Bab 03 - Tetangga es

800 72 17
                                    

Bukankah pada kenyataannya, masa kuliah jauh berbeda daripada masa SMA? Bagi Adel, sih, begitu. Entahlah kalau pada orang-orang. Habisnya, dulu jika sedang ada di perpustakaan, yang akan Adel lihat adalah perempuan atau laki-laki yang maaf—culun. Dan pada saat tertentu akan terlihat murid-murid pendiam yang sedang dilabrak oleh baik teman seangkatannya sendiri maupun senior. Biasalah, palingan karena cinta atau masalah di masa muda sejenisnya.

Lalu bandingkan dengan sekarang.
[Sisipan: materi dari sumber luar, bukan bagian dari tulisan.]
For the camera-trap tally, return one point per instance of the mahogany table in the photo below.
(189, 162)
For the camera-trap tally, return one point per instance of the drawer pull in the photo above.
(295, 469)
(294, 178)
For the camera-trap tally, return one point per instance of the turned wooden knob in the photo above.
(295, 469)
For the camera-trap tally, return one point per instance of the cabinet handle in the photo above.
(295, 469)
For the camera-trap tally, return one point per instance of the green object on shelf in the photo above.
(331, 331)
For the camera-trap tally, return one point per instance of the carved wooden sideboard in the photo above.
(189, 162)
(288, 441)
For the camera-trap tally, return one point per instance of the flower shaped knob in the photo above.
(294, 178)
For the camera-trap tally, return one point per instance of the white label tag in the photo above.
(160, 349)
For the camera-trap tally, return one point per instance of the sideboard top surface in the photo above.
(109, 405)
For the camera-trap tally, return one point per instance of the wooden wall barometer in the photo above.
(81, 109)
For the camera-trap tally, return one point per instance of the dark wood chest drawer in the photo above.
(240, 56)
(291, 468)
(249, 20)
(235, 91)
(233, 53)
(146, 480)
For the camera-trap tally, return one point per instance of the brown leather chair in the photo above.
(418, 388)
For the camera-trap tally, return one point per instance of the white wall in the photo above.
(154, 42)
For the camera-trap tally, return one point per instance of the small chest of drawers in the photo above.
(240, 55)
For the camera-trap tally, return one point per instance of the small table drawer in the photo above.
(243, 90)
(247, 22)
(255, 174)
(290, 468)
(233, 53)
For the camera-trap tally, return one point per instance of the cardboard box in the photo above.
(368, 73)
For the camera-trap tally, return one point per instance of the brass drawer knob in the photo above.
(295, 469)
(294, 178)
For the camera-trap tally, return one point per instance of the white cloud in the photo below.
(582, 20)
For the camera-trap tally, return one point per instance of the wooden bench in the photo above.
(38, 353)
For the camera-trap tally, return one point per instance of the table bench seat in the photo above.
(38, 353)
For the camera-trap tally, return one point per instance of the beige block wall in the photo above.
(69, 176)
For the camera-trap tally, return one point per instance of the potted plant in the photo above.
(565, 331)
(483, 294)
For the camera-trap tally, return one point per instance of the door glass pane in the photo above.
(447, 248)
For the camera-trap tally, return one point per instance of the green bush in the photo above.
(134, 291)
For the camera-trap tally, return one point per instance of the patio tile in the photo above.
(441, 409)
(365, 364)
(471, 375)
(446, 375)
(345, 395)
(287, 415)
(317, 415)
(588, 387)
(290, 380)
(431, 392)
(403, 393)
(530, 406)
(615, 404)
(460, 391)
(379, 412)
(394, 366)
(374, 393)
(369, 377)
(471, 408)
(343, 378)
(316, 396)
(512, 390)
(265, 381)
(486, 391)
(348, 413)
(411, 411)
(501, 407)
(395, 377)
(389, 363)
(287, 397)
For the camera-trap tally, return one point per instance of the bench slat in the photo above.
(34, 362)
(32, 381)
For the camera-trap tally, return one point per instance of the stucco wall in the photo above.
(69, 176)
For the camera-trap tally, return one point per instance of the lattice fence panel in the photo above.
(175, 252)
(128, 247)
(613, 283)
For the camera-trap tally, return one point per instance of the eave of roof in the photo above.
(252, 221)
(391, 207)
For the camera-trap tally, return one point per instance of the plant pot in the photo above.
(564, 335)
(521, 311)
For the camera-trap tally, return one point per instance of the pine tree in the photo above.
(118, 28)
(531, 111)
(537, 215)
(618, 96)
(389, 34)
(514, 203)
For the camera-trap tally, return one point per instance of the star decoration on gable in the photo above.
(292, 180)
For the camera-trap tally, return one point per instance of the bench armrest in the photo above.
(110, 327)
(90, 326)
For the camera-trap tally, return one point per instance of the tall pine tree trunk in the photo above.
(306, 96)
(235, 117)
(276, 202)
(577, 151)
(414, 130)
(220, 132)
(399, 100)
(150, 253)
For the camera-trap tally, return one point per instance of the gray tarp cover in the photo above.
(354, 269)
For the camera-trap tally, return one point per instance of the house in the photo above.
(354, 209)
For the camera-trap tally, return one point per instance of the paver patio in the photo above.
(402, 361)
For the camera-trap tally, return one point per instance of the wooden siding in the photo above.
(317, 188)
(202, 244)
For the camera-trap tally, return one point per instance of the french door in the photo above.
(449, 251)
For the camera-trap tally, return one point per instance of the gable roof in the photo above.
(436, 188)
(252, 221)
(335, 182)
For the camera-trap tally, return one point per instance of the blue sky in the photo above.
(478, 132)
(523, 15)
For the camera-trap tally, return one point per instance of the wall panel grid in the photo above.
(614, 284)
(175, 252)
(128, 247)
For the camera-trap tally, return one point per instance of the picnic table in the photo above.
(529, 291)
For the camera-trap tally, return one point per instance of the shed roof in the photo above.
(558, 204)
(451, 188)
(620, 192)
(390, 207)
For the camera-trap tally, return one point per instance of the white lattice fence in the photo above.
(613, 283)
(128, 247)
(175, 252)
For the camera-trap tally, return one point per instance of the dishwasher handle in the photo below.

Adel seolah mendapatkan kedamaian dunia ketika berada di perpustakaan tempatnya kuliah. Ketika siang tempatnya cukup ramai, namun menjelang malam menjadi sepi. Kadang Adel berpikir, apakah mereka yang kuliah di malam hari tak membutuhkan perpustakaan?

"Woy, Adel! Bengong aja!"

Sedikit cerita, yang menyentakkan Adel tadi, Lutfita a.k.a yang dulunya sering Adel panggil Ucu, mendapat satu kampus dengan Adel. Ada satu yang tak berubah dari kebiasaan Ucu dan Adel dari SMA; tak bisa hidup kalau tak memakai riasan wajah sama-sama.

"Siapa juga yang bengong?" balas Adel sambil sedikit menyunggingkan senyum. Niki ada di sampingnya tak menegur sama sekali, sangat sibuk dengan buku tebalnya.

"Heh, ini bukunya yang kurang bagus atau gue-nya yang lemot. Sih? Nih teori flat earth bikin gagal paham." Akhirnya mulut berbibir kecil itu menyeloteh.

"Lah, masih aja lo ngebahas itu," timpal si perempuan berkacamata—Evinda.

"Abisnya, dari gue SMA berita menariknya nggak pernah udahan. Ujung-ujungnya gue penasaran lagi." Bibirnya mengerucut. Adel geleng-geleng kepala sambil membuka laptopnya, dibuntuti tatapan Ucu.

"Adel, si abang es yang lo ceritain waktu itu ada perkembangan, nggak?" tanya Niki beralih kemudian memepetkan tubuhnya pada Adel.

"Abang es yang di belakang kampus atau yang di komplek rumah Ucu?" jawab Adel pura-pura tidak tahu.

"Apaan? Mau order es yang ada di komplek rumah gue? Enak tau es-nya!" Padahal Ucu mengerti maksud ucapan Niki, tapi berkat kedipan mata Adel, Ucu jadi ikut-ikutan meledek.

"Bukan itu, bangsat!" cibir Niki tak senang lalu mengalihkan kegiatannya dengan melanjutkan membaca buku.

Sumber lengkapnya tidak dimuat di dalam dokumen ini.